Many of CSI's programs honor Willowbrook legacy
Staten Island Advance
Wednesday, January 7, 2004
As an institution of public higher education located
on the grounds of the former Willowbrook State School, the College
of Staten Island honors the memory of Willowbrook's residents in
ways that reflect the College's academic mission to create and
disseminate knowledge and to prepare well-trained and caring
professionals.
The Willowbrook Collection. In 2001, the
Archives & Special Collections Department of the CSI Library created
The Willowbrook Collection on the history of the institution, its
closing, its legacy, and the people and organizations involved. The
collection contains thousands of documents and photos from
Willowbrook, as well as news clippings spanning the 1940s to 2000.
The collection is open to the public and is housed on the second
floor of the Library.
Willowbrook Memorial Lectures. Since 2002 CSI
has hosted several public lectures on Willowbrook and related topics
and plans to hold another program in 2004. Themes of past programs
have been, Advocacy and Self-Advocacy, and The Case Continues: The
Status of the Willowbrook Consent Decree. In May of 2002, CSI also
hosted a full-day program on the 25th anniversary of the signing of
the consent decree that ultimately led to the closing of the school.
Participants included family members of the residents, an
independent evaluator for the Willowbrook class and an attorney with
the New York Civil Liberties union.
Willowbrook Memorial Plaque. A memorial
plaque on building 3S, one of the original buildings (number 19)
remaining from the Willowbrook State School, reads: To Honor Those
Who Struggled Here on the Grounds of the Willowbrook Institution We
Preserve This Former Building Number in Their Respectful
Remembrance.
Research, Professional Preparation, and
Disabilities Services.
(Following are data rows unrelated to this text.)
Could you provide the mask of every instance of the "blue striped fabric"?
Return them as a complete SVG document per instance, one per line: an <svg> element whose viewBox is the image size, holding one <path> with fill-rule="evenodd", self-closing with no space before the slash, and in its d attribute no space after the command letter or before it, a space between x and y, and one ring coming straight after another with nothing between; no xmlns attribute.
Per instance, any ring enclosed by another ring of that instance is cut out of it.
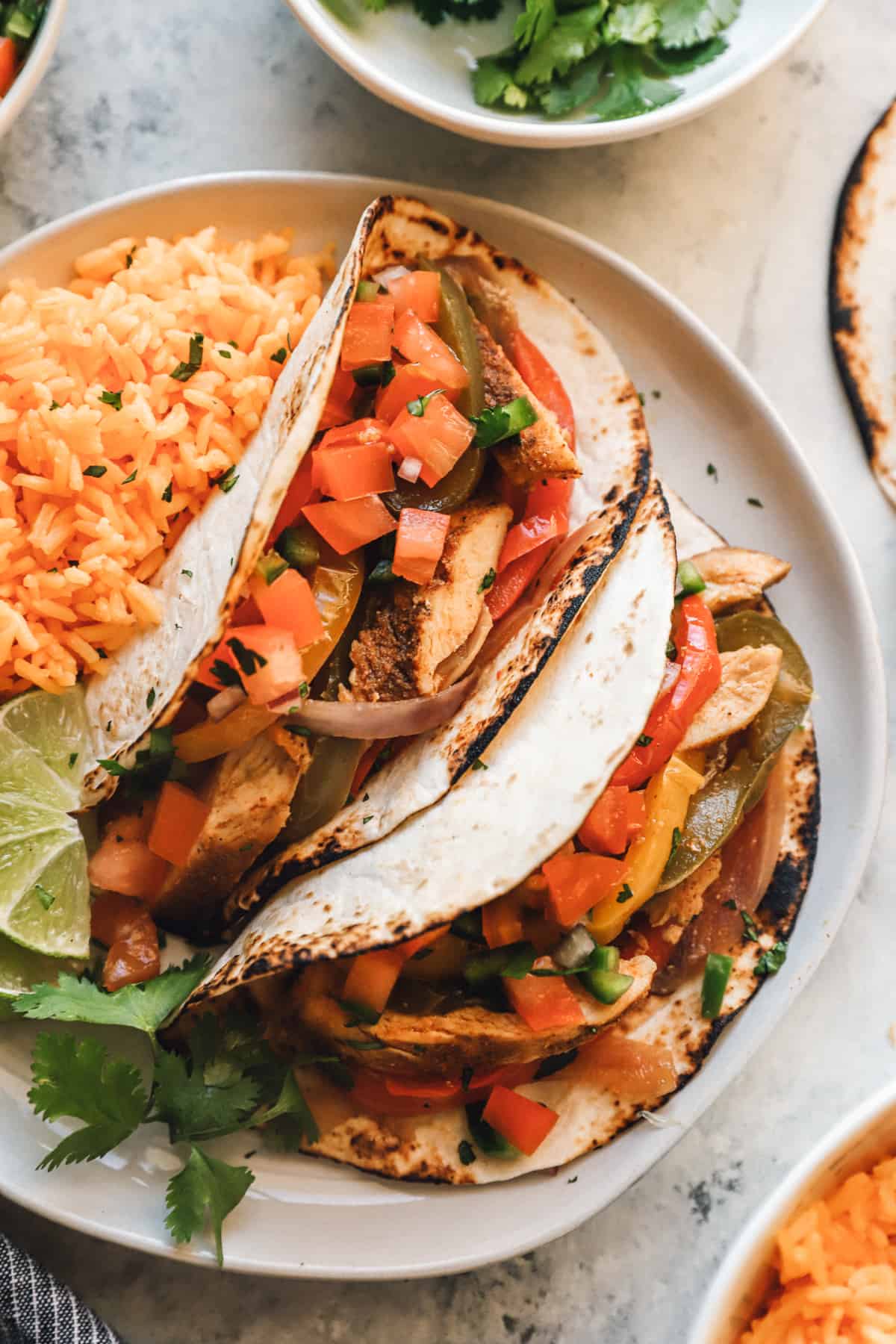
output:
<svg viewBox="0 0 896 1344"><path fill-rule="evenodd" d="M0 1232L0 1344L122 1344L43 1265Z"/></svg>

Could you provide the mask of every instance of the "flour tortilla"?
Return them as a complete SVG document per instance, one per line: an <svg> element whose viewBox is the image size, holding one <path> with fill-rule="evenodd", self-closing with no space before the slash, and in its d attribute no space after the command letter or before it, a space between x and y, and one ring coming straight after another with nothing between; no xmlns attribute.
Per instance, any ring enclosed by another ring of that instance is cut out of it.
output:
<svg viewBox="0 0 896 1344"><path fill-rule="evenodd" d="M872 470L896 504L896 102L865 140L840 198L830 329Z"/></svg>
<svg viewBox="0 0 896 1344"><path fill-rule="evenodd" d="M652 492L645 501L623 554L570 632L564 656L541 677L513 730L498 735L488 773L469 775L437 808L373 852L281 892L222 957L189 1007L201 1008L258 974L420 933L508 890L575 833L643 727L650 695L633 695L627 683L645 676L642 689L656 691L656 665L665 656L658 642L665 644L673 569L662 566L662 555L669 566L670 538L657 500ZM681 559L724 544L677 497L670 503ZM645 589L647 577L652 583ZM637 630L630 626L633 616ZM626 629L642 645L627 660L619 657ZM653 637L656 630L662 641ZM607 712L587 712L584 695L594 698L592 708L602 704ZM595 769L583 769L586 761ZM548 767L545 789L541 781ZM716 1021L701 1016L701 974L696 973L668 997L649 995L622 1023L627 1036L672 1051L680 1087L764 982L754 974L756 961L764 948L789 937L809 884L819 816L811 726L793 735L780 767L787 812L778 864L756 915L762 942L747 942L736 953L724 1015ZM517 1090L560 1117L532 1157L502 1161L477 1153L473 1164L461 1163L458 1144L469 1140L462 1109L412 1120L356 1116L306 1152L379 1176L488 1184L564 1165L610 1142L643 1111L592 1083L564 1081L562 1073Z"/></svg>
<svg viewBox="0 0 896 1344"><path fill-rule="evenodd" d="M521 329L559 371L575 410L582 476L572 492L570 523L574 531L584 528L582 546L575 555L567 550L566 573L559 582L556 571L552 575L555 590L547 594L541 587L540 609L485 669L461 711L387 763L365 786L365 798L255 870L226 909L224 925L231 929L285 882L382 840L457 785L520 704L625 542L650 474L638 394L606 339L574 304L519 261L419 200L383 198L371 211L369 228L356 239L359 274L412 265L418 257L474 257L510 296ZM341 325L334 340L341 340Z"/></svg>

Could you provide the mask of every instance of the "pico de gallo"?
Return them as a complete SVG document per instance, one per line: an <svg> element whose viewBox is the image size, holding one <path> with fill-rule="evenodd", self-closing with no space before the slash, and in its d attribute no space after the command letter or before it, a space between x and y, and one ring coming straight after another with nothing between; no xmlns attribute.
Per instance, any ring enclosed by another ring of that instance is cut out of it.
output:
<svg viewBox="0 0 896 1344"><path fill-rule="evenodd" d="M756 974L779 968L785 943L758 911L780 848L782 753L811 699L801 649L762 601L787 570L728 547L680 564L643 732L519 887L394 948L250 985L267 1038L304 1062L321 1132L466 1107L461 1161L531 1156L559 1111L520 1087L557 1075L653 1103L676 1089L676 1058L626 1035L625 1015L701 972L716 1019L746 941Z"/></svg>
<svg viewBox="0 0 896 1344"><path fill-rule="evenodd" d="M0 98L9 93L28 59L46 8L47 0L0 4Z"/></svg>
<svg viewBox="0 0 896 1344"><path fill-rule="evenodd" d="M201 933L273 844L310 835L450 718L566 535L572 406L480 280L422 261L359 284L228 629L173 724L133 765L101 762L121 785L90 862L106 988L156 973L156 922Z"/></svg>

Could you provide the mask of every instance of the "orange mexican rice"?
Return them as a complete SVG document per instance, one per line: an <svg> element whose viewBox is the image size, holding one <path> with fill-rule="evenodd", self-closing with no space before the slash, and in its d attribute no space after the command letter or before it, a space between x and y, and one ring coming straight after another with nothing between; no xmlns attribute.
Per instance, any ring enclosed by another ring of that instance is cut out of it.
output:
<svg viewBox="0 0 896 1344"><path fill-rule="evenodd" d="M742 1344L896 1340L896 1157L782 1228L775 1269L780 1289Z"/></svg>
<svg viewBox="0 0 896 1344"><path fill-rule="evenodd" d="M159 621L152 577L258 427L329 254L120 238L0 298L0 699Z"/></svg>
Our longstanding research partnership
with the Institute for Basic Research produces important studies on
the neuroscientific causes of developmental disabilities. Our
programs in special education, physical therapy, and social work
prepare professionals to work with children and adults with
disabilities. The college further serves its own students with
disabilities through the Office of Disability Services.
---Lin Wu, Willowbrook
The writer is special assistant to President Marlene Springer,
College of Staten Island.
For most of us, the College of Staten Island
represents an equal opportunity education for anyone who seeks it,
regardless of age, gender, ethnicity, or race. For many, it acts as
a safety net, catching those that have fallen through the cracks of
the public education system.
For others, it offers an escape from some of the
limitations associated with living outside the United States, such
as political oppression, poverty, and discrimination.
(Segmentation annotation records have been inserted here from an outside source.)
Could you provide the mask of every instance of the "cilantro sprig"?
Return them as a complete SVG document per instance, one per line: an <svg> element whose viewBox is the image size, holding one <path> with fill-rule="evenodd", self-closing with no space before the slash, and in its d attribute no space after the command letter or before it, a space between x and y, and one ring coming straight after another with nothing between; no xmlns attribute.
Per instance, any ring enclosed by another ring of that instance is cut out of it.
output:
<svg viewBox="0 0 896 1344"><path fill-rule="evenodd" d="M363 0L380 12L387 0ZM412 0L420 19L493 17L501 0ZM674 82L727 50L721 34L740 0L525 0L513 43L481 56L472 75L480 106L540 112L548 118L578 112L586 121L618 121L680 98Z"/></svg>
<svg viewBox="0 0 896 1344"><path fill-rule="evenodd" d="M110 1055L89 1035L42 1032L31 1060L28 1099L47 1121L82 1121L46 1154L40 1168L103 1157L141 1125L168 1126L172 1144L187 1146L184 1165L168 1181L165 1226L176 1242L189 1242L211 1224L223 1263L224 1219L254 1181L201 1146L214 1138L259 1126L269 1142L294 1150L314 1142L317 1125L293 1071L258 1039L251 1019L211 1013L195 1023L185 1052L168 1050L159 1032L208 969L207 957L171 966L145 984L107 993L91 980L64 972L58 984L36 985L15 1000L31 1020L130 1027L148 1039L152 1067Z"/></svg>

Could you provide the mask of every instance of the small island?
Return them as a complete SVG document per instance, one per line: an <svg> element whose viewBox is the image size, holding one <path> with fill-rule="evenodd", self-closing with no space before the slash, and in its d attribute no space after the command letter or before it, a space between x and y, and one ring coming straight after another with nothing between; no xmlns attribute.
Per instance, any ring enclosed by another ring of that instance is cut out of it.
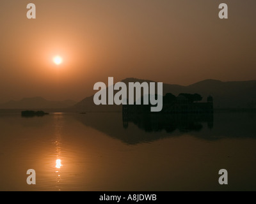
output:
<svg viewBox="0 0 256 204"><path fill-rule="evenodd" d="M42 110L34 111L34 110L24 110L21 112L22 117L42 117L45 115L48 115L48 113L45 113Z"/></svg>

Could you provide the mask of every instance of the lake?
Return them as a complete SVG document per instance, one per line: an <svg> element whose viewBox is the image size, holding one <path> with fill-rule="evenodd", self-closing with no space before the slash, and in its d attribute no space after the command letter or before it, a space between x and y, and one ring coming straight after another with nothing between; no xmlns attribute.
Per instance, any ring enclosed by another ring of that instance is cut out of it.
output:
<svg viewBox="0 0 256 204"><path fill-rule="evenodd" d="M3 112L0 191L256 190L256 114L164 117Z"/></svg>

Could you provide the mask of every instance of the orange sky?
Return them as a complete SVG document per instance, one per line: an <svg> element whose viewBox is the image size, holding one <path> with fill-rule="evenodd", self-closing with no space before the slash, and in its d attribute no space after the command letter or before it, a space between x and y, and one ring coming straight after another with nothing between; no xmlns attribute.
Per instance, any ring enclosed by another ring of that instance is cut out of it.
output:
<svg viewBox="0 0 256 204"><path fill-rule="evenodd" d="M36 19L26 18L29 3ZM221 3L1 0L0 103L79 101L108 76L180 85L254 80L256 1L227 1L227 20L218 18Z"/></svg>

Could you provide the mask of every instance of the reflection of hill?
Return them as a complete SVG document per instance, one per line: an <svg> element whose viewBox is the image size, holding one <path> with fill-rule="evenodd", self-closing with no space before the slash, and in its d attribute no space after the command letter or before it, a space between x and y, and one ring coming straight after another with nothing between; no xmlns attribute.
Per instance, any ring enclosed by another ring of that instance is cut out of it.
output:
<svg viewBox="0 0 256 204"><path fill-rule="evenodd" d="M42 97L25 98L20 101L10 101L0 105L3 109L46 109L67 108L76 103L72 100L52 101L45 99Z"/></svg>
<svg viewBox="0 0 256 204"><path fill-rule="evenodd" d="M176 129L180 132L200 131L202 122L207 122L208 127L213 126L212 114L168 114L123 113L123 126L127 128L129 122L136 124L147 132L165 130L172 133Z"/></svg>
<svg viewBox="0 0 256 204"><path fill-rule="evenodd" d="M95 128L127 144L152 142L188 135L198 139L256 138L256 115L246 113L211 115L133 115L124 119L121 113L88 113L75 117L84 126Z"/></svg>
For others, its flexibility offers encouragement to
those seeking career advancement. Most important, it provides anyone
who enters, a chance to grow intellectually, socially, and
emotionally.
Without previous knowledge, one would never imagine
that its campus, formerly known as Willowbrook, was once home to
almost 6,000 mentally disabled, physically disabled and orphaned
children.
The buildings now dedicated to such studies as
sociology, education, and nursing, only 30 years ago served as
torture chambers to children that were physically and emotionally
abused, neglected, and for the sake of medical research, infected
with hepatitis, and used as human guinea pigs. Children lay on the
floor of what are now classrooms naked and smeared with their own
feces.
The buildings themselves reflect nothing of their
past; peeling paint, filth, broken light bulbs, and the smell of
death are no longer. Tennis courts, baseball fields, and parking
lots have replaced buildings that were not worth repair, and
information regarding the compound's past are kept under lock and
key in the new library. In fact, there are no reminders of what was
once known as Willowbrook.
There are no memorial walls, gardens, footprints or
headstones to remember those that suffered not at the hands of
terrorists but at the hands of our own government.
This is no longer acceptable, Marlene Springer. Your
students and faculty challenge you to make sure Willowbrook [will]
be remembered. After all, children died here.